On Friday the website Cyclista Zine circulated a petition calling for race organizer Life Time to change the name of its marquee gravel race, the Dirty Kanza. In the petition, Cyclista Zine described the race’s name as a racial epithet that impacts the Kaw Nation, an indigenous tribe that lives in Oklahoma and Kansas that is also known by the name “Kanza.”
“To preface Kanza people with “Dirty” shows a disconnect of the history of place, violence, and colonization that has been justified with terms like “dirty” that is connected to America’s Legacy of anti-Indigenous violence,” reads the petition.

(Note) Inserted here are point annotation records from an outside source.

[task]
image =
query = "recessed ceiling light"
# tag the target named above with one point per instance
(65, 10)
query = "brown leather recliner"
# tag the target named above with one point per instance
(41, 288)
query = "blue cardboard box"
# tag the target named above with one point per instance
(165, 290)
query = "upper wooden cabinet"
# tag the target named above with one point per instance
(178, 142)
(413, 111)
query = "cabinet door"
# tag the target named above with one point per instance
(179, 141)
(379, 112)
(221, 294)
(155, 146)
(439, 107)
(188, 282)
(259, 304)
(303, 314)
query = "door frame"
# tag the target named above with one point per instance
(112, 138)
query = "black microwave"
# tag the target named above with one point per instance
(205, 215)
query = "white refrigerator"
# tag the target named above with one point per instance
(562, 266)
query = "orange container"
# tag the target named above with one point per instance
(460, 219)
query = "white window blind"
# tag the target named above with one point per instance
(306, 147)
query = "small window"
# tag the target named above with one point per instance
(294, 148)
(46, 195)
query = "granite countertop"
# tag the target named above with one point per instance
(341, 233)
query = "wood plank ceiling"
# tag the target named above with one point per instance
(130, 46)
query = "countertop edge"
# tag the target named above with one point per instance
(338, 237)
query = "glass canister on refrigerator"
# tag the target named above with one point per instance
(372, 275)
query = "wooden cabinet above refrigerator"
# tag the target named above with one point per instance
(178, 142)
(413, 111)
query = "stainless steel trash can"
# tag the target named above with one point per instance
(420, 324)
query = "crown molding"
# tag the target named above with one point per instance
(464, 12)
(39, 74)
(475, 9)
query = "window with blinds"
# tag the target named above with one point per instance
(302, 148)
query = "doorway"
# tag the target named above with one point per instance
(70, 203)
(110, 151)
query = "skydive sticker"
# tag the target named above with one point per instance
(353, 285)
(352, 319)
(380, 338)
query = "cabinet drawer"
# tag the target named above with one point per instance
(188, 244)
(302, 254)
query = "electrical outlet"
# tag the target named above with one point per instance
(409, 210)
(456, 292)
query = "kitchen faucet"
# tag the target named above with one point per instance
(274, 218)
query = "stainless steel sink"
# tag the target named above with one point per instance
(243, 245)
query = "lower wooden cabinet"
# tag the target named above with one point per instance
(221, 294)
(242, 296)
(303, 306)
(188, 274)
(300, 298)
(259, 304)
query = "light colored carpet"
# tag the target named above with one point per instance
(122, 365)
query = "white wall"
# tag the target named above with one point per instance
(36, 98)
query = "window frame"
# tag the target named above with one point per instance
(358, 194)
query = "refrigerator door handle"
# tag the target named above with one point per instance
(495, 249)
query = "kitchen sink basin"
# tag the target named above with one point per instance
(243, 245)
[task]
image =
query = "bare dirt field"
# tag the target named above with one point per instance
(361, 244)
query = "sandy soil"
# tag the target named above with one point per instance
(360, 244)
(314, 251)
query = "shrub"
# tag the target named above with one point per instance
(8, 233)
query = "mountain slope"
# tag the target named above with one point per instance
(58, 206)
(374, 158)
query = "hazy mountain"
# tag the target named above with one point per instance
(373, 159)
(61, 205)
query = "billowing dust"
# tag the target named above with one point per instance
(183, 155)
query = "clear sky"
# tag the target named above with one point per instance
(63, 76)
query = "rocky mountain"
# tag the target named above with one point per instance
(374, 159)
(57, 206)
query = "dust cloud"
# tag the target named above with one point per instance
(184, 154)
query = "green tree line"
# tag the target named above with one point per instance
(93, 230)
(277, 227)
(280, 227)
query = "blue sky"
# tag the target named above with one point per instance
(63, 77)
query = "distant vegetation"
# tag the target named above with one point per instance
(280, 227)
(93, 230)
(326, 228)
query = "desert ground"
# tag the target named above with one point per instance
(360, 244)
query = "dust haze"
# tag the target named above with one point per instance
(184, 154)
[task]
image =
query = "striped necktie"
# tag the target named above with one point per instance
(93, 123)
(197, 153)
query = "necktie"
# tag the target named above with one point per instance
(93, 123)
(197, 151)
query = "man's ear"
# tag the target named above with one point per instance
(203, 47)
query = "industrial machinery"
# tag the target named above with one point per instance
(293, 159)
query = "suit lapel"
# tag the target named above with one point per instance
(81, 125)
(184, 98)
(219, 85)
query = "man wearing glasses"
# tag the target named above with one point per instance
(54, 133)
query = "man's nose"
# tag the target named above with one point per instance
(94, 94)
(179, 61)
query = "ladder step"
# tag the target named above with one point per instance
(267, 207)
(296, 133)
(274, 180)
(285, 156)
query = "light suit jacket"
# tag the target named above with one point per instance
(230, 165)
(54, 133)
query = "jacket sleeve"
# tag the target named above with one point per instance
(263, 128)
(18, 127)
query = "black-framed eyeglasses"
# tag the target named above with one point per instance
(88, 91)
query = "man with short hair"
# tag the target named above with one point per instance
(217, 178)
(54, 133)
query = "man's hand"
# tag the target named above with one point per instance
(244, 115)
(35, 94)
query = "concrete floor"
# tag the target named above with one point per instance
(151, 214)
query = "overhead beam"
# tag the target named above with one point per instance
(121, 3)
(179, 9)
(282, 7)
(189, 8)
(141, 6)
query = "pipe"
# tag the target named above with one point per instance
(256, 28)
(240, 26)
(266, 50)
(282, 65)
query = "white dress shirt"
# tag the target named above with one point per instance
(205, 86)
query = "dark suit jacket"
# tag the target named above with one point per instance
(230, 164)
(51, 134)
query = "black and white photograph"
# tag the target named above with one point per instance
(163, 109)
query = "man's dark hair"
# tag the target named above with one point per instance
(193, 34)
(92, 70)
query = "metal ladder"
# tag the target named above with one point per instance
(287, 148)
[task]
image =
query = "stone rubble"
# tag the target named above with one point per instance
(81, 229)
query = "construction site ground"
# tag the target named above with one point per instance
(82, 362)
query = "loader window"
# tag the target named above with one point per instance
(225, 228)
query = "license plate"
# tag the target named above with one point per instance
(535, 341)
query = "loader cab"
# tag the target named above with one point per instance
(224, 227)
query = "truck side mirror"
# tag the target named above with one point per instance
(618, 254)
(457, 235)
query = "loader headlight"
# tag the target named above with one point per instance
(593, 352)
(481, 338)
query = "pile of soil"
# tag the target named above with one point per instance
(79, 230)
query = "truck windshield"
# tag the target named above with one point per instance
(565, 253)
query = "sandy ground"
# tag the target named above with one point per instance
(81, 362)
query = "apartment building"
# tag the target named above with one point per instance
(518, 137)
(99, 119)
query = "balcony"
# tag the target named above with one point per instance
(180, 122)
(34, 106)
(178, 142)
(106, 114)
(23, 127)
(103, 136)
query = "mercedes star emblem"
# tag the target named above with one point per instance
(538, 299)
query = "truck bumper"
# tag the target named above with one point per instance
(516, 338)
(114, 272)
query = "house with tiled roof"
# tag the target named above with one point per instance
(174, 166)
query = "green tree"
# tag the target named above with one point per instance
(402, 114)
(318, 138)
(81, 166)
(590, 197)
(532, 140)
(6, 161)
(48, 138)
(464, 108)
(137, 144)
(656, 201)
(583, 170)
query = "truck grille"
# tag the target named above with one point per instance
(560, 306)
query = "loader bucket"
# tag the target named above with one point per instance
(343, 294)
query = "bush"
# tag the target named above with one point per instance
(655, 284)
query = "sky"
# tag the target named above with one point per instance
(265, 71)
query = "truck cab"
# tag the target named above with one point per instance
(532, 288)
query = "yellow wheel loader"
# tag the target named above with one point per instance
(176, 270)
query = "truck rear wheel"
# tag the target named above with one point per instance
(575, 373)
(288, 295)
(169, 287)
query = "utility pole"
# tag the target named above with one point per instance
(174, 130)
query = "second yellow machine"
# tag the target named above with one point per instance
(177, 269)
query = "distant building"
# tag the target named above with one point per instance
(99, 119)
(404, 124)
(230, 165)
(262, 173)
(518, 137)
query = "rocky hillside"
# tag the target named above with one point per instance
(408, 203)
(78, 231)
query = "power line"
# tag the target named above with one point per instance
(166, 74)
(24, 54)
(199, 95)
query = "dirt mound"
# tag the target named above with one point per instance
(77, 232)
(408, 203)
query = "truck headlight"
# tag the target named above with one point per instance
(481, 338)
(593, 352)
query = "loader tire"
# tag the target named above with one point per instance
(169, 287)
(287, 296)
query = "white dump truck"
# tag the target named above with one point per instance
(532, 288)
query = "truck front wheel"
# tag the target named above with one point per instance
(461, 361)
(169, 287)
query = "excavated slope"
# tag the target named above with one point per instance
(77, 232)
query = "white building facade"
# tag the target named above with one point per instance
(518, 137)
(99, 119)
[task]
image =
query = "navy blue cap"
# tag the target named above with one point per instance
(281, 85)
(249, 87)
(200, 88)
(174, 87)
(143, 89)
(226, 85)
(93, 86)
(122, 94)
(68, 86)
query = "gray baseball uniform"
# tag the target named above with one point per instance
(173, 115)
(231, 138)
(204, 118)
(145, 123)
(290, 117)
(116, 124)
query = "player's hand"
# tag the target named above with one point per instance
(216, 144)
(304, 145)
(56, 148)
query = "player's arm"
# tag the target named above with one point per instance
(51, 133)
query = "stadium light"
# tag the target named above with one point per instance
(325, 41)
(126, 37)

On Monday, Life Time, owner of the Dirty Kanza, responded with an open letter to the gravel community addressing the petition.
The letter was co-signed by race co-founder Jim Cummins, as well as by Lynn Williams, the chairwoman of the Kaw Nation.
The letter said the race name was intended to reflect what the event is and where it takes place. In this case, ‘dirty’ represents the off-road nature of the race, and ‘Kanza’ is the name that organizers chose to represent the race’s location in the Flint Hills of Kansas.
“It was felt that ‘Kanza’ paid homage to the region (the Kanza Prairie), to its rich history, and to all things associated with the region, including the Kaw Nation,” the letter reads.
Dirty Kanza officials say that they have had a working relationship with the Kaw Nation (now of Oklahoma) for at least five years and had met with members of the Kaw Nation Tribal Council, including Williams, as recently as February 26 to ensure an ongoing open dialogue regarding the event.
“Life Time and the Kaw Nation are proud of our relationship, which is built upon mutual respect, dignity, and integrity,” the letter reads. “Life Time and the Kaw Nation are proud to stand alongside one another as Dirty Kanza pursues its mission to provide life-enriching experiences to event participants and to build community.”